Public blockchains, by way of contrast, are focused on the problem of trust, he said. That comes at the cost of efficiency because “nobody trusts anyone”. “Today everyone trusts ASX,” Hiom said. “Nobody worries about whether ASX is going to add up the number of BHP shares and get the right number.”
ASX will support two main methods of interacting with the CHESS replacement. One will be through operating a node. A second will be using messages in a similar fashion to current interactions with CHESS. ISO 20022 messages can be sent via ASXNet or SWIFTNet. (A third option for what ASX describes as “low volume users” will be a browser-based system.)
Every ASX customer currently participating in its development sandbox ahead of the new system’s launch is looking at both traditional messaging and node integration, Hiom told Computerworld.

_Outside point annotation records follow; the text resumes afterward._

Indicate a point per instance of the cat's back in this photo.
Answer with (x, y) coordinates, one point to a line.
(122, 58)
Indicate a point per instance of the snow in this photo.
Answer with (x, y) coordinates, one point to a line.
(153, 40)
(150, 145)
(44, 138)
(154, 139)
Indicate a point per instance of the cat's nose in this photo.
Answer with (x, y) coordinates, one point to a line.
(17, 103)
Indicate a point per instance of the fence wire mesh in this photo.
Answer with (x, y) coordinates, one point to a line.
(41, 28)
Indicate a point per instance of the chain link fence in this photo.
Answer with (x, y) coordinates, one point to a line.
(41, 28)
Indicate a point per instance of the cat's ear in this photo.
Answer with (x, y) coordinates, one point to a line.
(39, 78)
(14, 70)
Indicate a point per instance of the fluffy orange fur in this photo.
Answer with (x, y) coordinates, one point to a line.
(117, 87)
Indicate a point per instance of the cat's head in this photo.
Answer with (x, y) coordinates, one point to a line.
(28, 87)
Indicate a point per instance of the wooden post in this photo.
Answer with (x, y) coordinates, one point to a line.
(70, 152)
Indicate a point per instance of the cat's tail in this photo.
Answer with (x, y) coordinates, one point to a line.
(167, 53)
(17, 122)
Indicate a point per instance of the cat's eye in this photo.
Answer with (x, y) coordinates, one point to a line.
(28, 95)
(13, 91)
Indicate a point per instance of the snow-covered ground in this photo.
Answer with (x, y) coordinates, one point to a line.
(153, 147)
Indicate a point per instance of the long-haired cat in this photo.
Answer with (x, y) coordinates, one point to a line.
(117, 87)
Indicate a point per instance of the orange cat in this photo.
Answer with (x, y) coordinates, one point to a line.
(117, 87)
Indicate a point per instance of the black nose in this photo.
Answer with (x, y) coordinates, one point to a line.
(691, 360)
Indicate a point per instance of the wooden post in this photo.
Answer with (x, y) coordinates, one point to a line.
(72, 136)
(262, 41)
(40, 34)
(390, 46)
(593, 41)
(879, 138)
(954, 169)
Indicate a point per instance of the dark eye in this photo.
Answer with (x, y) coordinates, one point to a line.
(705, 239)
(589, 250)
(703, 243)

“It’s not an ‘either or’ – it can be an ‘and’,” he said. “You can choose to run some services through the traditional messaging protocol, and you can also ... start to develop services over the node.”
“My expectation is that’s how many people will think about clearing and settlement, and then separate to CHESS replacement, there are others who were just looking at node-based interaction for other use cases,” Hiom said.
“I expect that most will use both types of interaction with the system and roll over to node-based interaction in time,” he added.
Initially, nodes will be operated as a managed service by ASX, running on hardware within its data centre.
The new system will support applications written in Digital Asset Modeling Language (DAML). The so-called ‘smart contract’ language was developed by Digital Asset Holdings, which is providing the underlying DLT technology for the CHESS replacement and is part-owned by ASX.
Hiom said that because DAML has been open sourced and an SDK is freely downloadable, it’s hard to get a sense of the exact numbers of organisations working on applications with the new language.
“We're interacting with quite a lot of organisations that are either already in the equity market or thinking about coming into the equity market,” he told Computerworld. “I don't put numbers around that because... we don't have full visibility on everything that everyone's doing.”
He said that it was also important to also consider the global context, with organisations including the International Swaps and Derivatives Association looking at employing DAML.
ISDA and Digital Asset in April this year announced they were collaborating on an “open-source reference code library” to help derivatives market participants adopt the ISDA Common Domain Model (CDM).
Hiom said that the initiative was “pretty profound for interest rate swap standardisation.”
“We’re quite encouraged by the level of interest we're getting, and we're starting to engage with those that are building applications,” he said. Some of those are “quietly getting on” with building applications “they'll talk about that when they're ready,” he added.